On this date in 1847, Maria Mitchell, a 31-year-old Nantucket, MA librarian who was fascinated with astronomy, climbed to her family’s rooftop and scanned the sky with a two-inch reflecting telescope. According to a profile of her on the American Physical Society website, she noticed a small blurry streak, and guessed immediately that it might be a comet. Mitchell carefully recorded the object’s position and continued to observe it to verify her hunch. International astronomical officials initially credited the comet’s discovery to an Italian astronomer, Francesco DiVico, who was the first to report seeing it in Europe, two days after Mitchell did. But when they learned of her report, she got the proper recognition, and the object was designated Comet Mitchell (C/1847 T1) in her honor. (Here’s a picture of it.)
Mitchell gained such international renown that the King of Denmark awarded her a medal. Mitchell, an alumnus of Cyrus Peirce’s School for Young Ladies who was largely self-taught in the sciences, went on to become a professor at Vassar College and America’s first professional woman astronomer. She was also the first woman elected to the American Academy of Arts and Sciences, the American Association for the Advancement of Sciences, and the American Philosophical Society. The Lunar crater Mitchell, which you can see in this photo, is named for her.

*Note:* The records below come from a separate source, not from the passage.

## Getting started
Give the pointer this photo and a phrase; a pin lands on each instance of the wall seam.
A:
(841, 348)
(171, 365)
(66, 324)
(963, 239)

Mitchell also made an important contribution as an advocate of women in the sciences. As a Mitchell biography by Beatrice Gormley notes, used astronomy to teach her Vassar students not just about the heavens, but to think independently. “Until women throw off this reverence for authority, they will not develop,” she said. “But when they come to truth through their investigations, when doubt leads them to discovery, the truth they get will be theirs.”